The noise comes from workers drilling deep holes, then filling them with “re-bar”, followed by the forming of concrete.
The process is the foundation of the Academic Core Project. Voters passed the $349 million in 2010 and the project began with demolition of Buildings 1, 2, and 8 which were built in the 1970s. Groundbreaking began in April and since then construction workers have been setting up the foot prints for the Academic Core Buildings at the heart of the campus. The process of the project includes workers drilling piers for foundation 20-40 feet deep, followed by the placement of deep steel cages which are there to eventually be filled up with concrete, which is different from most procedures.
“It takes a lot of effort,” said Robert Dias, Director of Measure G. Being that the location of the project is on a hillside, the procedure is more challenging than usual. The buildings must meet seismic requirements which are strictly controlled by the State of California. “It is different because the nature of the buildings,” said Dias.
The complex which is set to open in the Spring of 2019, is set where Buildings 1, 2, and 8 formerly stood. There will be three new buildings to replace the ones that were demolished last year.

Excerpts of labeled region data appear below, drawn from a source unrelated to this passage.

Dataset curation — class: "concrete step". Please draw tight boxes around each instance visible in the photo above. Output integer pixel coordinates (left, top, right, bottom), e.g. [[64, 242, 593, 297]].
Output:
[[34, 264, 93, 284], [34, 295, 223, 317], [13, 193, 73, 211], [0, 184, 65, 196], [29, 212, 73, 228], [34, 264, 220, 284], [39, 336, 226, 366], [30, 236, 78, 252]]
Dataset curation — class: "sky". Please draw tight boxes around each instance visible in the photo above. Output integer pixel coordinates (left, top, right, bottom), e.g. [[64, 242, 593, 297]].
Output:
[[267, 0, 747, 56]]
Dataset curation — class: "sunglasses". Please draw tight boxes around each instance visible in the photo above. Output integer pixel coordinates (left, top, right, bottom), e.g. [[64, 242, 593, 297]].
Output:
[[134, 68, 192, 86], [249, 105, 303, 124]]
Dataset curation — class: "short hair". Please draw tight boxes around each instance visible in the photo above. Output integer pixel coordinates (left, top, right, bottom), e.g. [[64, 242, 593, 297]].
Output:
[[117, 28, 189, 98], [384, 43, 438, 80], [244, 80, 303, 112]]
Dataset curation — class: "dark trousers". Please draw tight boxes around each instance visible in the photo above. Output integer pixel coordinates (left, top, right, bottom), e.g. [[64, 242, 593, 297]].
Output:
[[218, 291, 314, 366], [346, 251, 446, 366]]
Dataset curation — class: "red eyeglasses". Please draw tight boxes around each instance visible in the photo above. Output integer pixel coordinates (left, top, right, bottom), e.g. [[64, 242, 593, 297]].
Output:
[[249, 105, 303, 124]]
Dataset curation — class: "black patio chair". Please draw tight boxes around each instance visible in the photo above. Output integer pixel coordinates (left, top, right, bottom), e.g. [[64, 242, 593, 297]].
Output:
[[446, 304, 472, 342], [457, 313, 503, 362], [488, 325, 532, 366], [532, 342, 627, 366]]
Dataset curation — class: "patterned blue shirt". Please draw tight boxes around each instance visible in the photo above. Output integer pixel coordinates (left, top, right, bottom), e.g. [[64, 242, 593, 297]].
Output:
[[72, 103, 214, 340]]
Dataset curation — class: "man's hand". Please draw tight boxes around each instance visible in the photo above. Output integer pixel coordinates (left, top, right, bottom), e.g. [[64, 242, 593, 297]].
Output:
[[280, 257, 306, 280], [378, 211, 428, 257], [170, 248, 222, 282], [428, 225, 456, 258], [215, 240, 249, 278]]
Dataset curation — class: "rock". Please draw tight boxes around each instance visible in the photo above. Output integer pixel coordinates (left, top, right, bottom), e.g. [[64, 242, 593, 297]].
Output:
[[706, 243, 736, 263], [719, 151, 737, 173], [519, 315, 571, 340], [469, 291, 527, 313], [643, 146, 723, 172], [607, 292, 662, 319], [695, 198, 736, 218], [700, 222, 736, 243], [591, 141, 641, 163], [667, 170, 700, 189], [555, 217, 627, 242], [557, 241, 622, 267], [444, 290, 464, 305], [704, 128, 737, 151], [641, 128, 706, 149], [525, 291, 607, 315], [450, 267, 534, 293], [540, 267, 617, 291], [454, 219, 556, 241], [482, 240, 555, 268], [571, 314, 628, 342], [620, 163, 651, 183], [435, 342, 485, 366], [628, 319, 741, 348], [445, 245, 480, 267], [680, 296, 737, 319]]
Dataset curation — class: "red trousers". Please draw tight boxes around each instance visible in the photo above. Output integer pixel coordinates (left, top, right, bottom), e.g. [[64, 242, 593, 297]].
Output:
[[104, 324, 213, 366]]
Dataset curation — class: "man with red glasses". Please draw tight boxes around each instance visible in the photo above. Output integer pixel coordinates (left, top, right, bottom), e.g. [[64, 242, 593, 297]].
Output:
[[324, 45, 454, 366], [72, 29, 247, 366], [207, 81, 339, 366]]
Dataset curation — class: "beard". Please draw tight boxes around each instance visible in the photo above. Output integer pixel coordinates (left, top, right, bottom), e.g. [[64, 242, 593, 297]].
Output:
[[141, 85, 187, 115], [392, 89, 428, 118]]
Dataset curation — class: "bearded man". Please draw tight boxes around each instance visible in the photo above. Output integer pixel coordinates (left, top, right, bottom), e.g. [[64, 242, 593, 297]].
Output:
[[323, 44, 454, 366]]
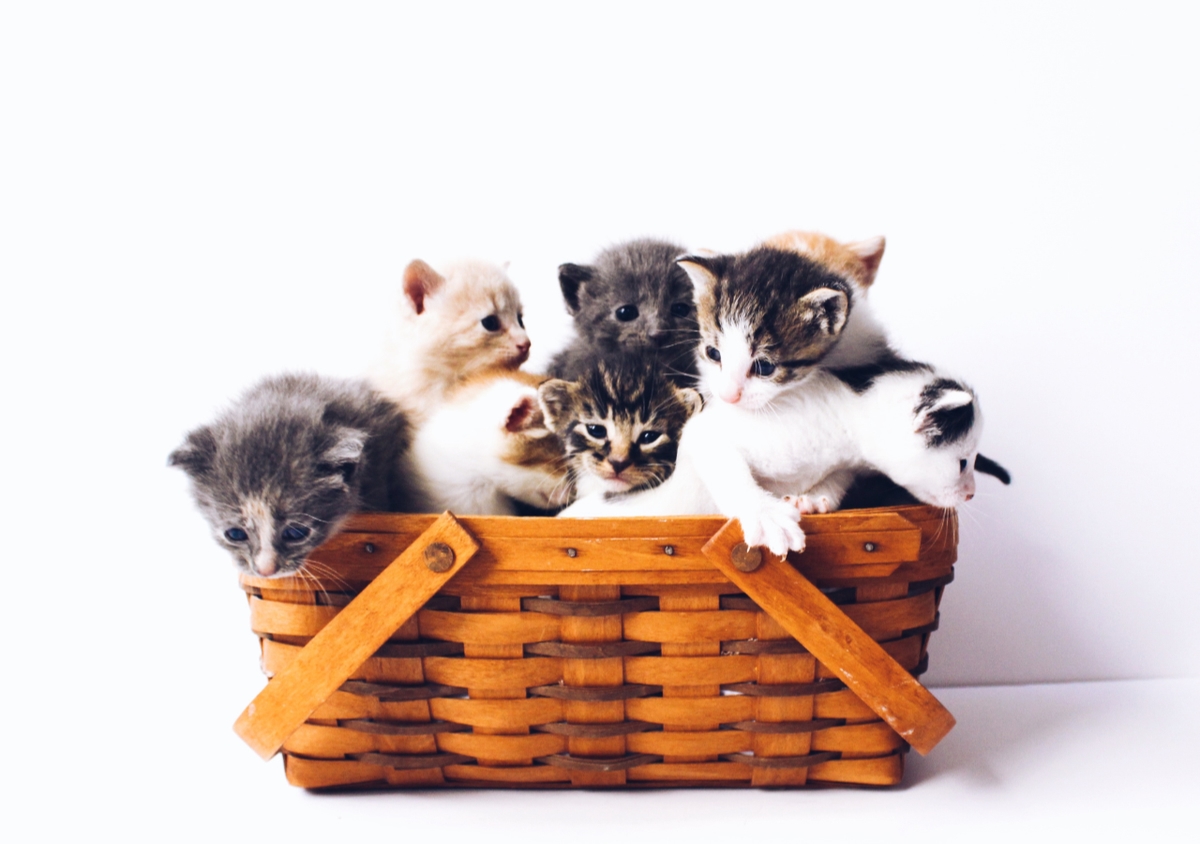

Building 1 will be for science classes, and will have a large lecture hall on the side of it. The large lecture hall is scheduled to open before the rest of the complex due to the planned tearing down of what is currently Building 3. Building 2 will be for art classes and will have a small lecture hall on the side of it. Finally, Building 3 will be the learning commons and will include the library.
“It will essentially be a new campus,” said Dias, who expects the buildings to be easy to navigate through for students once they are finished.
Despite the noise, the process is well underway and there is a positive outlook on how the complex will materialize, although there is a lot of work yet to be done.